Enrollments may now occur in person at any of the three MA casinos, Encore Boston Harbor, MGM Springfield and Plainridge Park casino. They may also be conducted at the MGC office in Boston, or by a trained designated agent throughout the state, and may even be conducted remotely as well.
By Chelsea Turner & Ray Fluette
Kopel’s Corner: Gambling, Investing or Speculation
As a means to grow your wealth, to what level does your investing rise to the level of a gambling activity?
In this reviewed article1 Arthur, J. N., Williams, R. J. & Delfabbro, P. H. The conceptual and empirical relationship between gambling, investing, and speculation. J Behav Addict 5, 580–591, research was conducted to compare Gambling, Investing or Speculation as investment activities.
A definition the Mass Council often uses to describe gambling is: “Gambling is risking something of value on the outcome of an event when the probability of winning is less than certain”2.
In this definition we see that gambling describes risking value on the outcome of an event.

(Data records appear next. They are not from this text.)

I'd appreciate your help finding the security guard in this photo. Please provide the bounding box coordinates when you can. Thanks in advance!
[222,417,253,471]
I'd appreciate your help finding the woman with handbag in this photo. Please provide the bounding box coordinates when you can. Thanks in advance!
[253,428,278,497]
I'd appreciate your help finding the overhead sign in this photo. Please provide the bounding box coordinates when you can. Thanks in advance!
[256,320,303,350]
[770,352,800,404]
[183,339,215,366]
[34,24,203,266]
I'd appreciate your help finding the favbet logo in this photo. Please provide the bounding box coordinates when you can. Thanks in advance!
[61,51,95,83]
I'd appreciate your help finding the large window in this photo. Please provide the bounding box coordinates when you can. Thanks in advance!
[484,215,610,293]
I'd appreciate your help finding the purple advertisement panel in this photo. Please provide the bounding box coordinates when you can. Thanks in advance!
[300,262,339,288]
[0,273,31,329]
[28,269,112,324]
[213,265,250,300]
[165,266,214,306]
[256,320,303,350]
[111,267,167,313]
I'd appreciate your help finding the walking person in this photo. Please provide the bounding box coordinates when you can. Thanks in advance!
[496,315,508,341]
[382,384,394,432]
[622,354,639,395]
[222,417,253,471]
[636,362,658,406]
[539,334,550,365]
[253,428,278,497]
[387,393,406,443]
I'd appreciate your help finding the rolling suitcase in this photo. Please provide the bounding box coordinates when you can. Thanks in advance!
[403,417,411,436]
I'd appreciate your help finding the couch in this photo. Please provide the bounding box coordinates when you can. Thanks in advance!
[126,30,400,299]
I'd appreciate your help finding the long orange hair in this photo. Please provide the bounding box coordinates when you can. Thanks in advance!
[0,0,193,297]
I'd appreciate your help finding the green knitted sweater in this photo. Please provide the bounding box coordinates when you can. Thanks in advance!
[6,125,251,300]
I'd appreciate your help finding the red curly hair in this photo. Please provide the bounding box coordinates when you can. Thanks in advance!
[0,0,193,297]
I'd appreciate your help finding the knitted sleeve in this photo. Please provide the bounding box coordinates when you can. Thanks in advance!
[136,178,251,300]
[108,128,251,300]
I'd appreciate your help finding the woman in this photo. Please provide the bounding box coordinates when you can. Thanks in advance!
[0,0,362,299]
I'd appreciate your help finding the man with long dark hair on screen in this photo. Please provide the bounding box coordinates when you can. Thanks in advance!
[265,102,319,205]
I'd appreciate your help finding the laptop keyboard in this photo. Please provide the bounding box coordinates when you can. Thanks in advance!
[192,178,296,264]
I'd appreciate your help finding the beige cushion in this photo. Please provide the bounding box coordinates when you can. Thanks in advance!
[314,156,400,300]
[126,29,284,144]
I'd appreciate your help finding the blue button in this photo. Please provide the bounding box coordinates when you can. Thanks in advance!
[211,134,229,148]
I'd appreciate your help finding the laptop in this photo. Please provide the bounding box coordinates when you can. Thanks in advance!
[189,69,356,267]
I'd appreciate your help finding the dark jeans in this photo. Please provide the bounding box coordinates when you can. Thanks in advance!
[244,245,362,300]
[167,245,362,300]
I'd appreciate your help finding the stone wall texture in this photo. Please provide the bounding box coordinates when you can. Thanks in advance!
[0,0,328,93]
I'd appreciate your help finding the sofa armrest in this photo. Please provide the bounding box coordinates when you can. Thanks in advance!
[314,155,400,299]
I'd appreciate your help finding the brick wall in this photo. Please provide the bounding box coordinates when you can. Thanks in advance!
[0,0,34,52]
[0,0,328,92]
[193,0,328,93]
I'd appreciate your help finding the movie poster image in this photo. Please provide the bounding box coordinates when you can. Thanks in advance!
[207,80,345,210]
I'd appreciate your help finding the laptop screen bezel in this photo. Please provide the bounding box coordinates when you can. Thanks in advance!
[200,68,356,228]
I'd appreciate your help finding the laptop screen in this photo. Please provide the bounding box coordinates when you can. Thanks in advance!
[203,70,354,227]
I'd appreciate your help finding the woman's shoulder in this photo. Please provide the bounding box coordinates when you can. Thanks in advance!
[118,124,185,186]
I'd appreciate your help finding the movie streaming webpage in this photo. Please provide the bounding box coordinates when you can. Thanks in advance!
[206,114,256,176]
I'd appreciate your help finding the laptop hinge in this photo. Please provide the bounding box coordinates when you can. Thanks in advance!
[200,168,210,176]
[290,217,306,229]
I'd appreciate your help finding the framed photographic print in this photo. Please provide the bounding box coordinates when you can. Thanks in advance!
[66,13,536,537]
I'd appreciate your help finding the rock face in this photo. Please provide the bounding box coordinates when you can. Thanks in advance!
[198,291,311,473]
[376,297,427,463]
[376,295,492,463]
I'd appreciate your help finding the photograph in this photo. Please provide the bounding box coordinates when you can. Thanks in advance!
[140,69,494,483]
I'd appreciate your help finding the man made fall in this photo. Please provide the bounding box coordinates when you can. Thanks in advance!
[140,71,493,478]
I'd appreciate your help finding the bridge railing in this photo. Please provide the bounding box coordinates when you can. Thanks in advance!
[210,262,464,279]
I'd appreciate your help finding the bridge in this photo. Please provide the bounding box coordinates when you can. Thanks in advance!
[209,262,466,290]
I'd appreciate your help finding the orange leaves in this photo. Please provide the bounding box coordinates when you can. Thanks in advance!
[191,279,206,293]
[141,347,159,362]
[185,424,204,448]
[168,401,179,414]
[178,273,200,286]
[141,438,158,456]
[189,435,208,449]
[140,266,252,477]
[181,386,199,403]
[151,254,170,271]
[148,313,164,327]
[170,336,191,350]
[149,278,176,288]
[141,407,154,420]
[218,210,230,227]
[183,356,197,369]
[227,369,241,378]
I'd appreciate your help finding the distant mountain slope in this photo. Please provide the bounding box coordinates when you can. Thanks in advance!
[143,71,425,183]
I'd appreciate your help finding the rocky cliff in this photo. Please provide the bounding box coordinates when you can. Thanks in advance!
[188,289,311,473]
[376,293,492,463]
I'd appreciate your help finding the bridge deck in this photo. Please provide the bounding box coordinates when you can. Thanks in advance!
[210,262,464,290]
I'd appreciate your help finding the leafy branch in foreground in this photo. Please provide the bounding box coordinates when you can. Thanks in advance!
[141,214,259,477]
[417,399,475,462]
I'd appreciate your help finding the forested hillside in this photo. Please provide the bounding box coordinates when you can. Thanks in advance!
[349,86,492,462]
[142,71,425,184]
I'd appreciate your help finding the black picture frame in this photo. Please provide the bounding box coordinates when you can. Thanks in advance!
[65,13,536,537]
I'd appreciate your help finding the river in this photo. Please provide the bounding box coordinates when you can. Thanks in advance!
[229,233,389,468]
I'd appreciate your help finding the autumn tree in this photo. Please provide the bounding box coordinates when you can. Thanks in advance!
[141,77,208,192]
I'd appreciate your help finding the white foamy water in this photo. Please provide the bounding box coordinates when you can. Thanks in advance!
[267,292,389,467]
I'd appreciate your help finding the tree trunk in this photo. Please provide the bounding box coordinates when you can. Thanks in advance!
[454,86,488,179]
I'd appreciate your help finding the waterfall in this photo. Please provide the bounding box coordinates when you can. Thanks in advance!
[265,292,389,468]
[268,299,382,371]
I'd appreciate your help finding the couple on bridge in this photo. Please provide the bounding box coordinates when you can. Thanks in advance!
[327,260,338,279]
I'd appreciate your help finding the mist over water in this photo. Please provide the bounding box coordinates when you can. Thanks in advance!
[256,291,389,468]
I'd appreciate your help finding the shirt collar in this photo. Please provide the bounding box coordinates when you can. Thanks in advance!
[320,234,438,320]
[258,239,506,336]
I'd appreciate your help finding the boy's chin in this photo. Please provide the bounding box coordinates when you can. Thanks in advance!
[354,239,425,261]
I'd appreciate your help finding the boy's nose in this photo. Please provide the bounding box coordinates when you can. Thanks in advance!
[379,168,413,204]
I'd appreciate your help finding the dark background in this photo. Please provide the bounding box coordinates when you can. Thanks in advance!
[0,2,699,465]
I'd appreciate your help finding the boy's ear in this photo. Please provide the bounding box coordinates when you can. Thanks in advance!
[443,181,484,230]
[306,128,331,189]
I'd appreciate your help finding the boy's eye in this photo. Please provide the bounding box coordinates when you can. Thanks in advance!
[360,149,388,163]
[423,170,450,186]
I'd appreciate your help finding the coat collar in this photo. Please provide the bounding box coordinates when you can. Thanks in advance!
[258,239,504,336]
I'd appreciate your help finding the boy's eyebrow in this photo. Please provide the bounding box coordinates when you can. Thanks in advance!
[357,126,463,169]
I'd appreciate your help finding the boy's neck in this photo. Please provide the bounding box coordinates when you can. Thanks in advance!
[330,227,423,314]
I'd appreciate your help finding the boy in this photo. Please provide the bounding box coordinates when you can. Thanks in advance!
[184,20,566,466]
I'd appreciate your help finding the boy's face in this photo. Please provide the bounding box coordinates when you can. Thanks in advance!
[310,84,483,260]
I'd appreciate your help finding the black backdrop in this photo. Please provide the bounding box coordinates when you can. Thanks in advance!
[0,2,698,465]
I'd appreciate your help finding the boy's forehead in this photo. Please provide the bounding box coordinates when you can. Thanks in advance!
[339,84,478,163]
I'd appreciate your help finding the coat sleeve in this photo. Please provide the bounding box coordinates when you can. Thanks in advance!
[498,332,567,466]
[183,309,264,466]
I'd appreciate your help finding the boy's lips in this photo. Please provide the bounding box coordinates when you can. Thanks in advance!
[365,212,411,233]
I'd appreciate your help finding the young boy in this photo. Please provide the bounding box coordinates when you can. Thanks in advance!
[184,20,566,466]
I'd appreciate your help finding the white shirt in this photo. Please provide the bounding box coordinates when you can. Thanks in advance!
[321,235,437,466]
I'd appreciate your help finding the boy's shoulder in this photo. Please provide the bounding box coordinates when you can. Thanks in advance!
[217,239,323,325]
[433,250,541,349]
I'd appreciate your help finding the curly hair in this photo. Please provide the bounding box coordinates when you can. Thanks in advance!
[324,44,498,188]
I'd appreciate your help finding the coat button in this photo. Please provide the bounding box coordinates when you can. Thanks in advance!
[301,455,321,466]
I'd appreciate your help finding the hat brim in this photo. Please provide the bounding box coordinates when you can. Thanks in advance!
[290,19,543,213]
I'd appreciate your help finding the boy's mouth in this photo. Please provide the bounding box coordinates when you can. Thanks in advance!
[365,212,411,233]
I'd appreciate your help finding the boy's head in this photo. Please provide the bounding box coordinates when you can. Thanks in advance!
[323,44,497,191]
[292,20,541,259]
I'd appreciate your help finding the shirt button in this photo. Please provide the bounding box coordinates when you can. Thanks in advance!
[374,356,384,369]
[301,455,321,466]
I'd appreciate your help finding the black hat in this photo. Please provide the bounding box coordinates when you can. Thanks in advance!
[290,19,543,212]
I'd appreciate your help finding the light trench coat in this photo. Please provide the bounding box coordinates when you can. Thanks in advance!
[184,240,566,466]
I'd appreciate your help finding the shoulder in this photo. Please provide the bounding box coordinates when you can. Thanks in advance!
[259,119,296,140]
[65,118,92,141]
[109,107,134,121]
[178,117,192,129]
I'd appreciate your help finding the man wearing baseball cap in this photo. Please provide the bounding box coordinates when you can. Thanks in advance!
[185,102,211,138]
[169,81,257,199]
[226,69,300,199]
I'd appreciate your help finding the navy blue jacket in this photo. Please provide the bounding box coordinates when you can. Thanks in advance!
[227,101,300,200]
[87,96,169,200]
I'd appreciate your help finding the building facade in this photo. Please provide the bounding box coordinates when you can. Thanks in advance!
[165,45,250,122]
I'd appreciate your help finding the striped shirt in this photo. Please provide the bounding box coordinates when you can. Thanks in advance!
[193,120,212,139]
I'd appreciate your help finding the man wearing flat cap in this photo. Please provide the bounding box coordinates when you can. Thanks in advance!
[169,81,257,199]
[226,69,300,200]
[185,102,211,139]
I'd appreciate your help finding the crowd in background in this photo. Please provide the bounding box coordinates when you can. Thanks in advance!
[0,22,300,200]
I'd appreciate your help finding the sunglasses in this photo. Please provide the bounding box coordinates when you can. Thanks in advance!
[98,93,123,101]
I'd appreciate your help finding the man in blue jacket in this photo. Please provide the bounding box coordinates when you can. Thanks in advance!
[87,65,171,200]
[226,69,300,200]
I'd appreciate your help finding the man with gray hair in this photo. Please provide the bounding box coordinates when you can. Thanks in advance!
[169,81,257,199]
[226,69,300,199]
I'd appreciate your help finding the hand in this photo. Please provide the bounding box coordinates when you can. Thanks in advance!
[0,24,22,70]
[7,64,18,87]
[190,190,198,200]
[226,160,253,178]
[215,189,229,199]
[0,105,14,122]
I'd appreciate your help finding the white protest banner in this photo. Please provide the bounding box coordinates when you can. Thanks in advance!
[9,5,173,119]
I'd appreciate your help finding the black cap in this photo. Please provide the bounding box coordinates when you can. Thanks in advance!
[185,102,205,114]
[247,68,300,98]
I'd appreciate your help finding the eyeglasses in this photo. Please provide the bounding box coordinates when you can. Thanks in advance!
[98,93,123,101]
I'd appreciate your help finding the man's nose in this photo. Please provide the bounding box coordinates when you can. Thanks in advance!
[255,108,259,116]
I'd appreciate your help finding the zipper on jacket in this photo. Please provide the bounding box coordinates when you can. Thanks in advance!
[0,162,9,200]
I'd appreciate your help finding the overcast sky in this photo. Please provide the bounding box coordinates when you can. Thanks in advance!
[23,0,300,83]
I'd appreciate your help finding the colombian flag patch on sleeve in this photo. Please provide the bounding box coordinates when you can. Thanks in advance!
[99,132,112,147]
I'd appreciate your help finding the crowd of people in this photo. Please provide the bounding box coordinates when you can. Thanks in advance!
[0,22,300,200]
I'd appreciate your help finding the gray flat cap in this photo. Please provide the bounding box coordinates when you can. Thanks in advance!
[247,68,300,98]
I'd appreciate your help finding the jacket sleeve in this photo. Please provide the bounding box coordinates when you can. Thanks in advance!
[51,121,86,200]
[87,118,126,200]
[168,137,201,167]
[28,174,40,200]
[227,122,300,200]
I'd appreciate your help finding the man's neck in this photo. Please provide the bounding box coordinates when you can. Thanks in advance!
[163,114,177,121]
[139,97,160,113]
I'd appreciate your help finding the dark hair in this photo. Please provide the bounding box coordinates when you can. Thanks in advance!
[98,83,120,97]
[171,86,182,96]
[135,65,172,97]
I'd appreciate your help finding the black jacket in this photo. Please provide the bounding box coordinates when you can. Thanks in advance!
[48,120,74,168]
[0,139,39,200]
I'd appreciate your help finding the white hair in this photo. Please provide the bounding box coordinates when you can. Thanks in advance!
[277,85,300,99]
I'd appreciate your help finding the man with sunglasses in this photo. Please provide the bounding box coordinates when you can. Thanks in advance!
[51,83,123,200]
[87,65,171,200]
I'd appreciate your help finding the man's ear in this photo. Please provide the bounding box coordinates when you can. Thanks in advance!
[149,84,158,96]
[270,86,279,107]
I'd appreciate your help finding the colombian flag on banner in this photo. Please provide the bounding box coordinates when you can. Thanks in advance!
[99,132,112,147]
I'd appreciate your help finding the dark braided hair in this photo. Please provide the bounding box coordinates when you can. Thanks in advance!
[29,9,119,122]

This article1 states that unlike investing, similar to recognized gambling activities, “speculation usually refers to financial market activities that tend to be shorter term, higher risk, with higher and lower gains and losses, and with a primary focus on making a monetary profit from price movement without regard for the fundamental value of the asset.
The financial markets are believed to be efficient so that the current price of a stock or commodity is its generally recognized value based on what is known at the time. Therefore, activity based on the expected change in value based on a definitive event or time would therefore be speculative.
Examples of speculation include high frequency trading in volatile stocks, “day-trading”, buying stocks on margin (effectively borrowing money) and placing bets using options. These are not really investments since they are typically associated with a short time frame, such as a quick series of bets, or events. These types of monetary behaviors can be harmful and or have the potential to be addictive.
On the other hand, longer term investing is not generally associated with these risks. According to Bogle3, the definition of investing is “purchasing or allocating money into an asset with the expectation of long term capital appreciation or profits deriving from that asset”.
In conclusion, investing is clearly distinct from gambling. The investment involves the purchase of the asset, has a longer-term horizon with no definitive event, has lower risk and a better than random expectation of positive results. With respect to conceptual relationship, speculation tends to land somewhere between investing and gambling depending on the level of risk, time frame and whether the asset is owned.
By Phil Kopel
- Arthur, J. N., Williams, R. J. & Delfabbro, P. H. The conceptual and empirical relationship between gambling, investing, and speculation. J Behav Addict 5, 580–591.
- Korn, D. A. & Shaffer, H. J. Gambling and the Health of the Public: Adopting a Public Health Perspective. J Gambl Stud 15, 289–365 (1999).